Crossing the Pacific

jess tauber phonosemantics at EARTHLINK.NET
Tue May 6 04:59:02 UTC 2008


Dixon went into comparison of Australian and Dravidian phonotactics, IIRC, in his older book on the former. Lots of parallels, but some things are different.

I recently took another look at my collection of verb roots and stems in Australian languages (culled from numerous mostly more recent publications) and have been working on Dravidian for several weeks now, especially with regard to the primary derivational affixes.

Despite superficial similarities (more typological than anything else it would seem), roots and stems in the two groups are rather different in their phonosemantics.
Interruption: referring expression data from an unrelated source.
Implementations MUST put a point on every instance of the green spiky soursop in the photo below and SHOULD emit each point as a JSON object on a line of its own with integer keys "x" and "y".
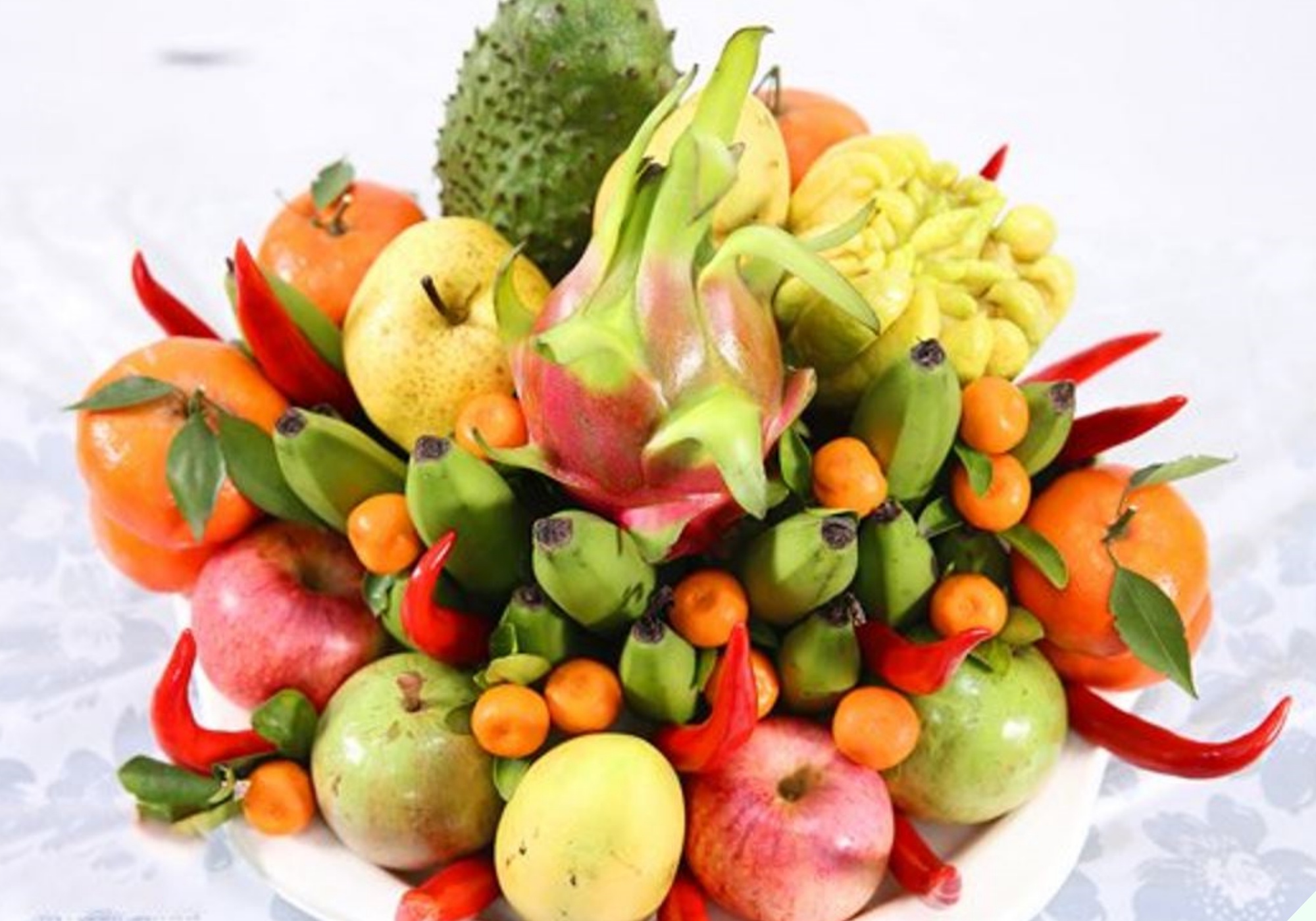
{"x": 547, "y": 98}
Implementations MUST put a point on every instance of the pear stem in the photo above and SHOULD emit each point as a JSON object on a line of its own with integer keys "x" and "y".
{"x": 410, "y": 684}
{"x": 456, "y": 316}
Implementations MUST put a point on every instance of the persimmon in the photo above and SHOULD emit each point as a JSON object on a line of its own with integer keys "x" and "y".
{"x": 876, "y": 727}
{"x": 280, "y": 798}
{"x": 810, "y": 123}
{"x": 1163, "y": 541}
{"x": 152, "y": 568}
{"x": 994, "y": 418}
{"x": 499, "y": 420}
{"x": 706, "y": 606}
{"x": 123, "y": 453}
{"x": 1006, "y": 501}
{"x": 382, "y": 534}
{"x": 965, "y": 601}
{"x": 847, "y": 476}
{"x": 324, "y": 255}
{"x": 511, "y": 722}
{"x": 584, "y": 697}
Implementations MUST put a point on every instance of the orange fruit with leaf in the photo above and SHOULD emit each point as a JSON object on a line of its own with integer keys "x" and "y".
{"x": 1136, "y": 556}
{"x": 324, "y": 240}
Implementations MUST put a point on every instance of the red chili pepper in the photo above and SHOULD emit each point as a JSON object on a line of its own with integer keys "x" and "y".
{"x": 177, "y": 731}
{"x": 461, "y": 890}
{"x": 685, "y": 902}
{"x": 169, "y": 312}
{"x": 993, "y": 168}
{"x": 281, "y": 349}
{"x": 447, "y": 635}
{"x": 705, "y": 747}
{"x": 1110, "y": 428}
{"x": 915, "y": 668}
{"x": 1157, "y": 749}
{"x": 1082, "y": 365}
{"x": 919, "y": 870}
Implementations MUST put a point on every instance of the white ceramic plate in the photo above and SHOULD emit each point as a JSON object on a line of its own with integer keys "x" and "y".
{"x": 1011, "y": 868}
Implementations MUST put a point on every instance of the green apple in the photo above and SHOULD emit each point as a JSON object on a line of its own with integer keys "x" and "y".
{"x": 397, "y": 785}
{"x": 422, "y": 336}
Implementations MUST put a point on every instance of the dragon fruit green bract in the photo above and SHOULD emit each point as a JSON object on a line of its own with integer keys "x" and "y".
{"x": 652, "y": 380}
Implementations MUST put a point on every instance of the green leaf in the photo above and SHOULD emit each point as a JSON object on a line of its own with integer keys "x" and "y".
{"x": 1039, "y": 552}
{"x": 289, "y": 719}
{"x": 195, "y": 472}
{"x": 331, "y": 184}
{"x": 939, "y": 518}
{"x": 165, "y": 791}
{"x": 251, "y": 461}
{"x": 1176, "y": 470}
{"x": 377, "y": 590}
{"x": 1150, "y": 624}
{"x": 206, "y": 822}
{"x": 518, "y": 669}
{"x": 797, "y": 464}
{"x": 507, "y": 776}
{"x": 996, "y": 655}
{"x": 127, "y": 393}
{"x": 1022, "y": 628}
{"x": 459, "y": 720}
{"x": 977, "y": 465}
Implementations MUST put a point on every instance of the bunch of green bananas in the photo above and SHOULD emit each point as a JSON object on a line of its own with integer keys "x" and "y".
{"x": 934, "y": 261}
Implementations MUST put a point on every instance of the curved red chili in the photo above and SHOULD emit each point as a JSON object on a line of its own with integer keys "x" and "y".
{"x": 443, "y": 634}
{"x": 993, "y": 168}
{"x": 918, "y": 869}
{"x": 703, "y": 747}
{"x": 1157, "y": 749}
{"x": 281, "y": 349}
{"x": 1110, "y": 428}
{"x": 188, "y": 744}
{"x": 1084, "y": 365}
{"x": 915, "y": 668}
{"x": 169, "y": 312}
{"x": 461, "y": 890}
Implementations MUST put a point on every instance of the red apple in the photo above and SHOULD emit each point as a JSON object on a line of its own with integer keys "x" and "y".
{"x": 281, "y": 607}
{"x": 789, "y": 830}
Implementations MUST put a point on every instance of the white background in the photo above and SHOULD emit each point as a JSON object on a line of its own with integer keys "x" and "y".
{"x": 1172, "y": 141}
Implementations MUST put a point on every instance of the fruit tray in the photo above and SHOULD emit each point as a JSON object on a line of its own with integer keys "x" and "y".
{"x": 1014, "y": 866}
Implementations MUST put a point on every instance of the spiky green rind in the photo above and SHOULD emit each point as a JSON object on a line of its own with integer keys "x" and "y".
{"x": 547, "y": 98}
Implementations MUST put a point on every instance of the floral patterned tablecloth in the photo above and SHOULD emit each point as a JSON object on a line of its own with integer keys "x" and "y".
{"x": 1175, "y": 145}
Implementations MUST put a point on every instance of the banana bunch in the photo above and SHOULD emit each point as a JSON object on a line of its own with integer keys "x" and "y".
{"x": 935, "y": 260}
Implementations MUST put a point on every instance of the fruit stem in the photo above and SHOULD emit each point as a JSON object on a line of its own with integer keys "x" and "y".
{"x": 456, "y": 316}
{"x": 410, "y": 684}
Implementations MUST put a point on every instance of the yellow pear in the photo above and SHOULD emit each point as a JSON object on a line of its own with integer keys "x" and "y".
{"x": 763, "y": 190}
{"x": 422, "y": 336}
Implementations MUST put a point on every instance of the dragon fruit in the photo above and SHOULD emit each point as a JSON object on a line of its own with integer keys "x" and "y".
{"x": 653, "y": 381}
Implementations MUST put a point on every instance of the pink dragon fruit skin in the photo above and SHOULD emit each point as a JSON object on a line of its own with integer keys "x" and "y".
{"x": 652, "y": 381}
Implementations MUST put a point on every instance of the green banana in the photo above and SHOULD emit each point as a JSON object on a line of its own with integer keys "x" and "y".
{"x": 898, "y": 569}
{"x": 448, "y": 489}
{"x": 1051, "y": 416}
{"x": 909, "y": 419}
{"x": 659, "y": 669}
{"x": 334, "y": 466}
{"x": 592, "y": 569}
{"x": 971, "y": 551}
{"x": 798, "y": 565}
{"x": 821, "y": 660}
{"x": 539, "y": 627}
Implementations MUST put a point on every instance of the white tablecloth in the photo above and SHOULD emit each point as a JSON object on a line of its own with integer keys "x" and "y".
{"x": 1173, "y": 143}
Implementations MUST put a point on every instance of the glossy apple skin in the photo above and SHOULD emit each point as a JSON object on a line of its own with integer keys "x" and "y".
{"x": 789, "y": 830}
{"x": 282, "y": 609}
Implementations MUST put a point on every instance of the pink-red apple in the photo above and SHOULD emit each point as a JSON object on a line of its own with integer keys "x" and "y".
{"x": 789, "y": 830}
{"x": 282, "y": 609}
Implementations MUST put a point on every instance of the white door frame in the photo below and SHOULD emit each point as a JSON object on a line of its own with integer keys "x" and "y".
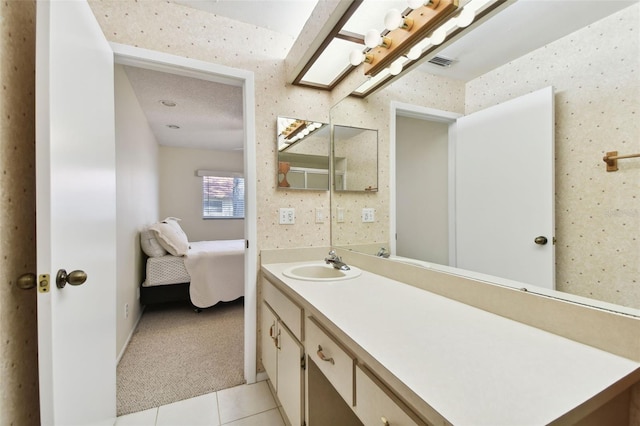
{"x": 429, "y": 114}
{"x": 158, "y": 61}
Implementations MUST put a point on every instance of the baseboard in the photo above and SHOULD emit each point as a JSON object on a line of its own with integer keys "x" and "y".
{"x": 126, "y": 344}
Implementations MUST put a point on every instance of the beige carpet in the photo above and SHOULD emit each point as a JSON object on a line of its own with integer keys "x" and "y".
{"x": 176, "y": 353}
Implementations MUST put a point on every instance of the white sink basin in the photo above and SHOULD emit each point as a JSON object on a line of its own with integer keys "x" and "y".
{"x": 320, "y": 272}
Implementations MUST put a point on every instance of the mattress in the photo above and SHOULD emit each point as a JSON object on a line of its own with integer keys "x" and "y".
{"x": 166, "y": 270}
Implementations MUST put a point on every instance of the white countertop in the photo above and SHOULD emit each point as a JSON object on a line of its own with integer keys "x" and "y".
{"x": 473, "y": 367}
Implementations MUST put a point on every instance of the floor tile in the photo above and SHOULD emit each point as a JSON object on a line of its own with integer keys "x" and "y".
{"x": 198, "y": 411}
{"x": 268, "y": 418}
{"x": 243, "y": 401}
{"x": 142, "y": 418}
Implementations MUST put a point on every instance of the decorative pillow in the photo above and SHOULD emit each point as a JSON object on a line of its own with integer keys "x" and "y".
{"x": 171, "y": 236}
{"x": 150, "y": 245}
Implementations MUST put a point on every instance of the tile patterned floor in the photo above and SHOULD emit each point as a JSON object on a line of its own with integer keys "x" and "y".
{"x": 246, "y": 405}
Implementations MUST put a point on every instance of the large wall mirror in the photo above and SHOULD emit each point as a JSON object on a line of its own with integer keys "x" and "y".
{"x": 303, "y": 154}
{"x": 597, "y": 225}
{"x": 355, "y": 159}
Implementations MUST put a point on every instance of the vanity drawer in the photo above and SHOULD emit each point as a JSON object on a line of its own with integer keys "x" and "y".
{"x": 288, "y": 312}
{"x": 375, "y": 404}
{"x": 331, "y": 359}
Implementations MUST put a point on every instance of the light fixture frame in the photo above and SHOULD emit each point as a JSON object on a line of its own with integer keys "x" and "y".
{"x": 425, "y": 20}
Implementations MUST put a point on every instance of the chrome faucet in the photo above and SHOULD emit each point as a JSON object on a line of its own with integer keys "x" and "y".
{"x": 383, "y": 253}
{"x": 336, "y": 261}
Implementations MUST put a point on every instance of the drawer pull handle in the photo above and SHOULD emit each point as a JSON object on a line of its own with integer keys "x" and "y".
{"x": 323, "y": 357}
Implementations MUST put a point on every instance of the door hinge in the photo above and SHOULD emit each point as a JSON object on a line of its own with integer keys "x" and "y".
{"x": 43, "y": 283}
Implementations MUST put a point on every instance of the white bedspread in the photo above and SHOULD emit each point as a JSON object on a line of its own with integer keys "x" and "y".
{"x": 217, "y": 271}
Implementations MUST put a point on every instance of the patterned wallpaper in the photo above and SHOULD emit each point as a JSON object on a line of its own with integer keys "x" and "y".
{"x": 180, "y": 30}
{"x": 596, "y": 76}
{"x": 18, "y": 328}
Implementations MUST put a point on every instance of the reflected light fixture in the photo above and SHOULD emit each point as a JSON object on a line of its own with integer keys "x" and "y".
{"x": 394, "y": 20}
{"x": 407, "y": 36}
{"x": 294, "y": 130}
{"x": 402, "y": 33}
{"x": 433, "y": 22}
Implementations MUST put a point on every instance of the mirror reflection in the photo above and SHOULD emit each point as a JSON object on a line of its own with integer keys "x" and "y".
{"x": 355, "y": 159}
{"x": 596, "y": 213}
{"x": 303, "y": 154}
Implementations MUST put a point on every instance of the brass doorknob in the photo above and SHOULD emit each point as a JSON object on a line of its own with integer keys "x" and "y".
{"x": 540, "y": 240}
{"x": 27, "y": 281}
{"x": 74, "y": 278}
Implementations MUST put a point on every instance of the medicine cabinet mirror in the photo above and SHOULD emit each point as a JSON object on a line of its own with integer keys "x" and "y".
{"x": 355, "y": 159}
{"x": 303, "y": 154}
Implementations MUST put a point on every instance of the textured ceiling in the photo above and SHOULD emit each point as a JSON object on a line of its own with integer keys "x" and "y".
{"x": 209, "y": 114}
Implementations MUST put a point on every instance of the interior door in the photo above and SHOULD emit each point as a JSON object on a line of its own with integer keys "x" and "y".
{"x": 505, "y": 190}
{"x": 76, "y": 216}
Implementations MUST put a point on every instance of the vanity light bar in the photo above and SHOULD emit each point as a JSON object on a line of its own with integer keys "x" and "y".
{"x": 425, "y": 19}
{"x": 474, "y": 13}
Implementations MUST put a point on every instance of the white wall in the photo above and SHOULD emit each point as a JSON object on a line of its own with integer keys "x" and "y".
{"x": 422, "y": 190}
{"x": 136, "y": 200}
{"x": 181, "y": 190}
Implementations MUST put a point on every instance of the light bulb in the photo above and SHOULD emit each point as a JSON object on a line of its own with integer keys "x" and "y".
{"x": 414, "y": 4}
{"x": 415, "y": 52}
{"x": 372, "y": 39}
{"x": 395, "y": 68}
{"x": 465, "y": 18}
{"x": 356, "y": 57}
{"x": 438, "y": 36}
{"x": 393, "y": 19}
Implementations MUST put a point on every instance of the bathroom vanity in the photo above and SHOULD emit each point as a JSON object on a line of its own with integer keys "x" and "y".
{"x": 376, "y": 351}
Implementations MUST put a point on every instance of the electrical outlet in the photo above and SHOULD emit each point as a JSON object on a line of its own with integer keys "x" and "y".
{"x": 287, "y": 216}
{"x": 368, "y": 215}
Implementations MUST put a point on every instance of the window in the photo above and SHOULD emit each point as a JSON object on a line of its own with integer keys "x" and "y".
{"x": 222, "y": 196}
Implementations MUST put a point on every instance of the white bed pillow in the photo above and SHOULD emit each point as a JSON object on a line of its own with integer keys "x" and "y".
{"x": 150, "y": 245}
{"x": 171, "y": 236}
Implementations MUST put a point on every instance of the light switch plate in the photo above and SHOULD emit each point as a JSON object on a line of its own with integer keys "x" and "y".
{"x": 368, "y": 215}
{"x": 287, "y": 216}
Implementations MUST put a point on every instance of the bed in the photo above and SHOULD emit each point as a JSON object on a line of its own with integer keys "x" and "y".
{"x": 203, "y": 272}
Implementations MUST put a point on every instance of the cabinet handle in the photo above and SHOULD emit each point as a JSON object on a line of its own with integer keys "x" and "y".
{"x": 323, "y": 357}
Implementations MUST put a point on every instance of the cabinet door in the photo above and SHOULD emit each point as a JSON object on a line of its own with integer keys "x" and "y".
{"x": 268, "y": 333}
{"x": 290, "y": 375}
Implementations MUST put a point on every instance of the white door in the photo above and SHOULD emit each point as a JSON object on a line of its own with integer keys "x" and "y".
{"x": 76, "y": 216}
{"x": 505, "y": 190}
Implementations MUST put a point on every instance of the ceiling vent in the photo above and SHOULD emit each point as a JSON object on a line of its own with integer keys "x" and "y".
{"x": 441, "y": 61}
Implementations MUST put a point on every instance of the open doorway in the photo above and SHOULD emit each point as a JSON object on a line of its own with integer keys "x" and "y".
{"x": 422, "y": 183}
{"x": 177, "y": 167}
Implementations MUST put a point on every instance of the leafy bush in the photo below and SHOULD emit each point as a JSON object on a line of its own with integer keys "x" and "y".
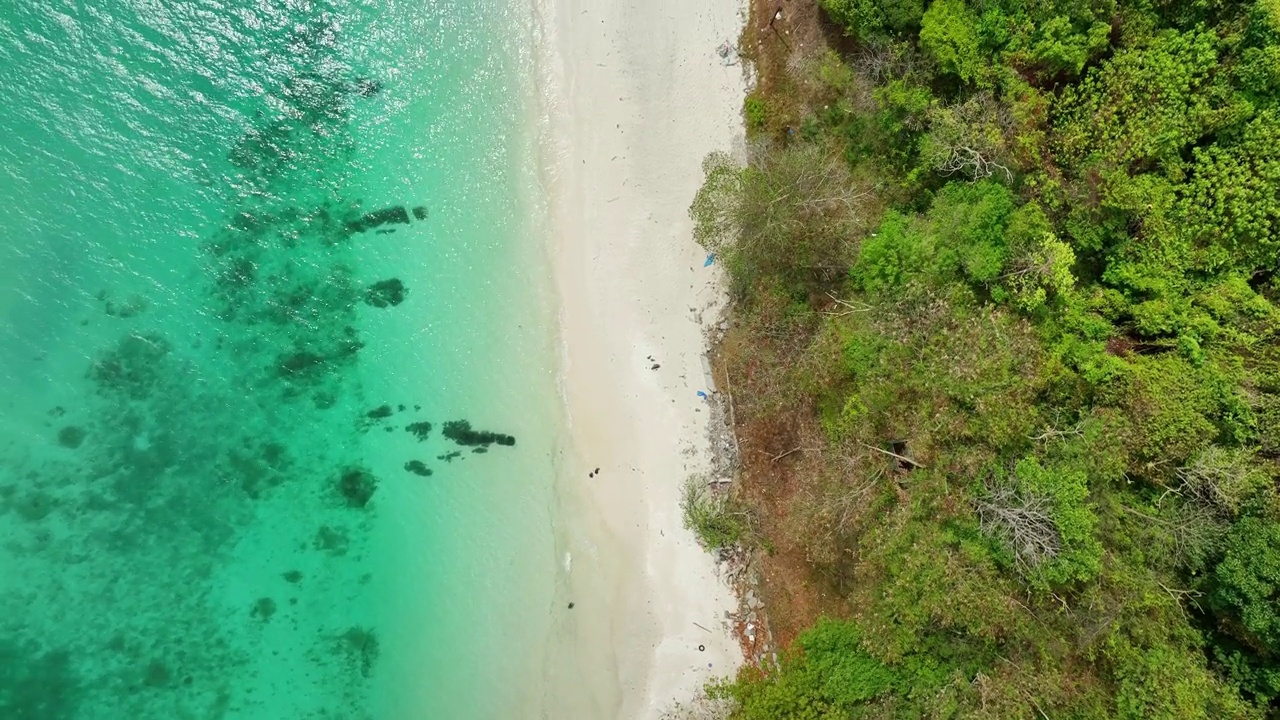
{"x": 711, "y": 515}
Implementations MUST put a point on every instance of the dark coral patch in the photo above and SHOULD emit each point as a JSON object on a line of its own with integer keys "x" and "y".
{"x": 370, "y": 220}
{"x": 385, "y": 294}
{"x": 461, "y": 433}
{"x": 264, "y": 609}
{"x": 417, "y": 468}
{"x": 72, "y": 437}
{"x": 357, "y": 486}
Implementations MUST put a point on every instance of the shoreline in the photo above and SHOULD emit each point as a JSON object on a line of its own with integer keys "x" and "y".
{"x": 634, "y": 99}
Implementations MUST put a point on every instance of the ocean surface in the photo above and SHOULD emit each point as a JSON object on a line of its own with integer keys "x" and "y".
{"x": 279, "y": 423}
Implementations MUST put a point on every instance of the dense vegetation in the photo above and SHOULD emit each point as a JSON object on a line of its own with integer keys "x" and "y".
{"x": 1005, "y": 352}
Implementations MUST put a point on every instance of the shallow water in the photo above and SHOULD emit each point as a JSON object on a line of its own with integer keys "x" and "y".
{"x": 251, "y": 250}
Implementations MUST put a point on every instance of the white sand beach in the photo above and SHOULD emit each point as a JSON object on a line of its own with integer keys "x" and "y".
{"x": 636, "y": 96}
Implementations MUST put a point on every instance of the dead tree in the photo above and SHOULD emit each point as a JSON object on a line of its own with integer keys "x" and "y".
{"x": 1020, "y": 519}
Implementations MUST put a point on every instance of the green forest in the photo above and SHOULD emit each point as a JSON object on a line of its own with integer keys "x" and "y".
{"x": 1005, "y": 358}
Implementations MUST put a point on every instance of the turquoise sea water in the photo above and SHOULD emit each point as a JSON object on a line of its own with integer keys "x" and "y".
{"x": 250, "y": 251}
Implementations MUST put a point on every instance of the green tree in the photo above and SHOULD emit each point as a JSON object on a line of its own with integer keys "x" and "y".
{"x": 1247, "y": 580}
{"x": 949, "y": 33}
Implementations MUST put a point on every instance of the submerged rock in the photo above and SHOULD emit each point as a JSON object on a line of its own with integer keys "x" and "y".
{"x": 332, "y": 541}
{"x": 357, "y": 486}
{"x": 379, "y": 413}
{"x": 378, "y": 218}
{"x": 72, "y": 437}
{"x": 385, "y": 294}
{"x": 264, "y": 609}
{"x": 419, "y": 429}
{"x": 461, "y": 433}
{"x": 417, "y": 468}
{"x": 368, "y": 87}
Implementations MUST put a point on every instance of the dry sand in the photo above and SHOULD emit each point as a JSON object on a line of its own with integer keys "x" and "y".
{"x": 635, "y": 96}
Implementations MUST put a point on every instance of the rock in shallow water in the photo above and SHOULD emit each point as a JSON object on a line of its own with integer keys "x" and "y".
{"x": 385, "y": 294}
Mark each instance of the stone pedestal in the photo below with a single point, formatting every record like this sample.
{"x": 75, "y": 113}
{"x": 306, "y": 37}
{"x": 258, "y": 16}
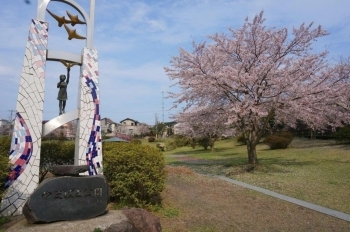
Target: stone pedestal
{"x": 67, "y": 198}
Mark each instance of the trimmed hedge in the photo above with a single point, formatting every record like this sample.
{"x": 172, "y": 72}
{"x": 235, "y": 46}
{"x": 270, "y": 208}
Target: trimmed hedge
{"x": 135, "y": 173}
{"x": 279, "y": 141}
{"x": 55, "y": 152}
{"x": 5, "y": 145}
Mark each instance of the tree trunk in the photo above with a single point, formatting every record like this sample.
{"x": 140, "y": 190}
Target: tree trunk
{"x": 212, "y": 141}
{"x": 252, "y": 141}
{"x": 252, "y": 157}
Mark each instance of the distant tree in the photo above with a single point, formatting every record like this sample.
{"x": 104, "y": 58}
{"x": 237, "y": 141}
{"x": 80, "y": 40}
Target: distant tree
{"x": 205, "y": 124}
{"x": 144, "y": 129}
{"x": 259, "y": 73}
{"x": 159, "y": 129}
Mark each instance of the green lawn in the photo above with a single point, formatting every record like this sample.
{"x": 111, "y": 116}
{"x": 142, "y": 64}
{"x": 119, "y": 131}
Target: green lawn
{"x": 316, "y": 171}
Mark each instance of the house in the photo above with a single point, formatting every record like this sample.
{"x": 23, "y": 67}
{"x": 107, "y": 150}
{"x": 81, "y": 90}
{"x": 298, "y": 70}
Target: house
{"x": 6, "y": 127}
{"x": 4, "y": 122}
{"x": 108, "y": 126}
{"x": 129, "y": 126}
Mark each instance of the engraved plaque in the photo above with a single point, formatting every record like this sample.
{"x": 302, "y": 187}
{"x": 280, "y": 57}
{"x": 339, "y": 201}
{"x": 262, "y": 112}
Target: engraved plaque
{"x": 67, "y": 198}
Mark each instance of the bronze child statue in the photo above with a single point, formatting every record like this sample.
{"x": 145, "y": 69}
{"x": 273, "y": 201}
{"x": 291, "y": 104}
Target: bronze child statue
{"x": 62, "y": 93}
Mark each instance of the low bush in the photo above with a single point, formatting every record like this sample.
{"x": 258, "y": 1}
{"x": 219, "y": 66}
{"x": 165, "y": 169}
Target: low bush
{"x": 136, "y": 141}
{"x": 135, "y": 173}
{"x": 204, "y": 142}
{"x": 279, "y": 141}
{"x": 5, "y": 145}
{"x": 241, "y": 139}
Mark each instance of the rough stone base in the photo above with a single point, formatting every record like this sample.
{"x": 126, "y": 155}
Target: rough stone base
{"x": 112, "y": 221}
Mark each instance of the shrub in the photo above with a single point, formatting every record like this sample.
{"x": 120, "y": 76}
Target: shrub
{"x": 55, "y": 152}
{"x": 279, "y": 141}
{"x": 204, "y": 142}
{"x": 135, "y": 173}
{"x": 136, "y": 141}
{"x": 5, "y": 145}
{"x": 182, "y": 141}
{"x": 241, "y": 140}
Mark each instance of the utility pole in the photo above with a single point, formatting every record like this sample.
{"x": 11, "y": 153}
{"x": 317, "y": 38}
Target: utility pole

Hey, I'd love to be the 'discoverer' of a new connection, but the evidence seems to be against it. OTOH, some of the things reconstructed for Dixon's Proto-Australian remind me a lot of things I've seen in American languages. A bit of an even longer stretch, eh? For making such a suggestion, I may well end up 'roo'ing this day....

In the meantime, though, now I'm sorry that I seem to have sidetracked serious discussion of the situation in Tibet. It wasn't my intention. Many countries have treated involuntary minorities cruelly, but the wound there is still fresh and bloody. Marxist idealism- it still boils down to racist imperialism. Welcome to the club, PRC.